Prinzinger sieht den Preis als „Hoffnungsschimmer“. Die Dominanz der angloamerikanischen Texte sei derart groß, dass Griechenland, wie so viele andere Länder, normalerweise am Rande liegen gelassen werde. Vorherrschend sei eine Kultur der „Bedenkenträger“. Wenn eine Übersetzung nicht auf Anhieb 10.000 Leser verspreche, sei sie für den Buchmarkt uninteressant. Das änderte sich auch nicht nach der Frankfurter Buchmesse des Jahres 2001, bei der es einen Griechenland-Schwerpunkt gab. Ein Autor müsse sich, um den Schablonen zu entsprechen, thematisch unbedingt mit den Problemen seines Landes auseinandersetzen – ohne dabei penetrant zu wirken. Das sind schwierige Auflagen für Autoren, die auf den Auslandsmarkt drängen.

 

Deutsch-griechischer Blog

Angesichts dessen ist es nicht einfach, die Rolle als Vermittlerin griechischer Kultur zu erfüllen, die in der Preisbegründung ausdrücklich gelobt wurde.
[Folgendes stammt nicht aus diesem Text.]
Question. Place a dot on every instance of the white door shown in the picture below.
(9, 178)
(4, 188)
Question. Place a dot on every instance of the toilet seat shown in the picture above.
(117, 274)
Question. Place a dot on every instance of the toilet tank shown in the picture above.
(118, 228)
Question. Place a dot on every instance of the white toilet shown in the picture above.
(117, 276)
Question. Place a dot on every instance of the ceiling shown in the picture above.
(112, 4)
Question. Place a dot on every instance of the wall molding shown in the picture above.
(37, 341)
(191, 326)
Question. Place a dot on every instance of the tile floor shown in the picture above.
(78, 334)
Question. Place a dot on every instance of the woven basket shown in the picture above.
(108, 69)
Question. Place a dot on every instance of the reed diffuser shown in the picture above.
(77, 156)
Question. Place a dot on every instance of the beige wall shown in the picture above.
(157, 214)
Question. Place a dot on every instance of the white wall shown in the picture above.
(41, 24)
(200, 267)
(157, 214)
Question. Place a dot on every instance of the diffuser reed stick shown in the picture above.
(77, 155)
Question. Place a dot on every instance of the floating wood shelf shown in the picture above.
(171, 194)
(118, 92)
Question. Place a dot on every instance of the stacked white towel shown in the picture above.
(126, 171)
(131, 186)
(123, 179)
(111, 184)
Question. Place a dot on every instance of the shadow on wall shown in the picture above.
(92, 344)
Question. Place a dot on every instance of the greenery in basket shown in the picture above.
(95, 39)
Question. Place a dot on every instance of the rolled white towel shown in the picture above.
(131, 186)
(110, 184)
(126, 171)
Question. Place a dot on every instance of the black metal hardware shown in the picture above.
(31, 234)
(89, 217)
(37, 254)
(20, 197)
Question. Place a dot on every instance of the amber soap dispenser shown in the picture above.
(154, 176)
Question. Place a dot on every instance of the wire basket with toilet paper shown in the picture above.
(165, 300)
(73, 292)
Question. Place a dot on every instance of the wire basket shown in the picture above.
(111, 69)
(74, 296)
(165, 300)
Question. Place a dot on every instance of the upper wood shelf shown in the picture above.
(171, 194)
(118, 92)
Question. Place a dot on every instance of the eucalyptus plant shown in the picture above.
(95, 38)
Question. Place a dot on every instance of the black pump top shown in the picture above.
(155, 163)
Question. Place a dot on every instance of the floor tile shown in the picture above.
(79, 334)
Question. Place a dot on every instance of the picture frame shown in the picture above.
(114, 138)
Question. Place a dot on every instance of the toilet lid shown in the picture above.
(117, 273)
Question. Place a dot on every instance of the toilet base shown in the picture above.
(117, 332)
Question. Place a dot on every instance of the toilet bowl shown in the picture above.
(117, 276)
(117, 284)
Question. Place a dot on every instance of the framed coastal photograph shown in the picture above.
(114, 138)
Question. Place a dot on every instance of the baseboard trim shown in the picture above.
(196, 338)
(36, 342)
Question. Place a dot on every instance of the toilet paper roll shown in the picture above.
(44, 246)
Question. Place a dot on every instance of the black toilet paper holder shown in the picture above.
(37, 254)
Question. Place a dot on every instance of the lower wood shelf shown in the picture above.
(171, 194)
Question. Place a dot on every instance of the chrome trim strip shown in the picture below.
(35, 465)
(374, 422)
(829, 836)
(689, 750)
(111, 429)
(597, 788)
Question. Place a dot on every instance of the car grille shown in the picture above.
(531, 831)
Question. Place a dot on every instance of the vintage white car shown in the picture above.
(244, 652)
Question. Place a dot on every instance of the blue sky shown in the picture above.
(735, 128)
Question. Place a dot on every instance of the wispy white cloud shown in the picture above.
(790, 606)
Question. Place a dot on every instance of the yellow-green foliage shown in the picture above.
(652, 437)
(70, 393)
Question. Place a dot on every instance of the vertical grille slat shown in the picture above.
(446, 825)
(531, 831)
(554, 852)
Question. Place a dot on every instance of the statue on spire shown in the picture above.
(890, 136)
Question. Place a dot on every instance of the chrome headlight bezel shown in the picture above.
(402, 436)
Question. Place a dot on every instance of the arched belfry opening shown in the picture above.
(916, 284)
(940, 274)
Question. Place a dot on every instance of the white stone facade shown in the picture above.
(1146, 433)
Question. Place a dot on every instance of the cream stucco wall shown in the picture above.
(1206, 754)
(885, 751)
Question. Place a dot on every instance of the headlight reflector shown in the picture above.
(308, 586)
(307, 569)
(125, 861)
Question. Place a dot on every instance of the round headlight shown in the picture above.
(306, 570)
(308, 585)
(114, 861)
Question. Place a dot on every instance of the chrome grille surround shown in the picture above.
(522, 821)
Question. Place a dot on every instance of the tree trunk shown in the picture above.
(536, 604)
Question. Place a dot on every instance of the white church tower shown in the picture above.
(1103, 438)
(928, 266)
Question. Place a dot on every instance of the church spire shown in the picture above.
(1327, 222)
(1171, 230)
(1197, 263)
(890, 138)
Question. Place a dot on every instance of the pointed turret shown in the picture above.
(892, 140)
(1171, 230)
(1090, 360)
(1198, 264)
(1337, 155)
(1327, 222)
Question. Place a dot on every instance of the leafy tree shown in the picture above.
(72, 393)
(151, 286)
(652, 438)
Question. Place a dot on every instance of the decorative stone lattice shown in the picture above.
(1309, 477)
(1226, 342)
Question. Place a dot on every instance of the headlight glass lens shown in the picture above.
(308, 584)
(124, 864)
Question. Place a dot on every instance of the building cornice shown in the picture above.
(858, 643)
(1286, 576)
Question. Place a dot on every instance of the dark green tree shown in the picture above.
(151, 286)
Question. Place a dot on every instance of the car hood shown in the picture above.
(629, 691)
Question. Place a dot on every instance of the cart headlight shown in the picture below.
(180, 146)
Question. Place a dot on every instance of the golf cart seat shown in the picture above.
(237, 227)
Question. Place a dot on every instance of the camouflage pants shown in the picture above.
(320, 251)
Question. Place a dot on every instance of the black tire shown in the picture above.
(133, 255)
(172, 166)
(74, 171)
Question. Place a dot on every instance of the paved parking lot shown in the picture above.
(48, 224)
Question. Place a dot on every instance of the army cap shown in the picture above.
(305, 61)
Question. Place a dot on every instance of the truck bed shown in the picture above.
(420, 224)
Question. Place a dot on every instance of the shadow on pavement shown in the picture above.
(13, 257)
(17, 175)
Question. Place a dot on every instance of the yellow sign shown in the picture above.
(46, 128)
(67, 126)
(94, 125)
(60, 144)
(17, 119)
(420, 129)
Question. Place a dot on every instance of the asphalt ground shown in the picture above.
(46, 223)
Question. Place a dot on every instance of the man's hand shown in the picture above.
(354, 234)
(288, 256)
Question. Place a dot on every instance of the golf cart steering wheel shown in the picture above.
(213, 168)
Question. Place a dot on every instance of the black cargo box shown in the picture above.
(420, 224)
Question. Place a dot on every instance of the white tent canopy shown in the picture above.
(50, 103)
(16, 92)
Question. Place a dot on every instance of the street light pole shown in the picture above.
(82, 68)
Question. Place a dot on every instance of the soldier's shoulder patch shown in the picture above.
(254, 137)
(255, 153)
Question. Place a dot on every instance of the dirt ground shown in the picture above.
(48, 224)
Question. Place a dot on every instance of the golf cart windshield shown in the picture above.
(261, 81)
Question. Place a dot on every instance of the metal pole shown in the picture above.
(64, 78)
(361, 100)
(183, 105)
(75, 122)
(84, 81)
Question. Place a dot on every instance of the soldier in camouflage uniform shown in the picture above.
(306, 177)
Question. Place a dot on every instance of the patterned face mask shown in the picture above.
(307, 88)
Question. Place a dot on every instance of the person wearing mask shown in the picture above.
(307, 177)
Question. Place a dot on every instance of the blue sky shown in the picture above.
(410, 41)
Doch Prinzinger hat einen kreativen Weg gefunden, ihren Frust in ein positives Projekt umzuwandeln. Im Herbst 2014 startete sie im Internet diablog.eu, einen Blog, der deutsch-griechischen kulturellen Begegnungen gewidmet ist und mit dem sie das Publikum direkt anspricht, dem eben diese Begegnungen von den Verlagen vorenthalten werden. Hier hat sie eine Plattform für griechische Kultur geschaffen. Als Kind einer Übersetzerin ist diablog.eu aber vor allem eines: strikt zweisprachig. Damit auch jeder die Möglichkeit hat, sich ein Bild zu machen, der des Griechischen nicht mächtig ist.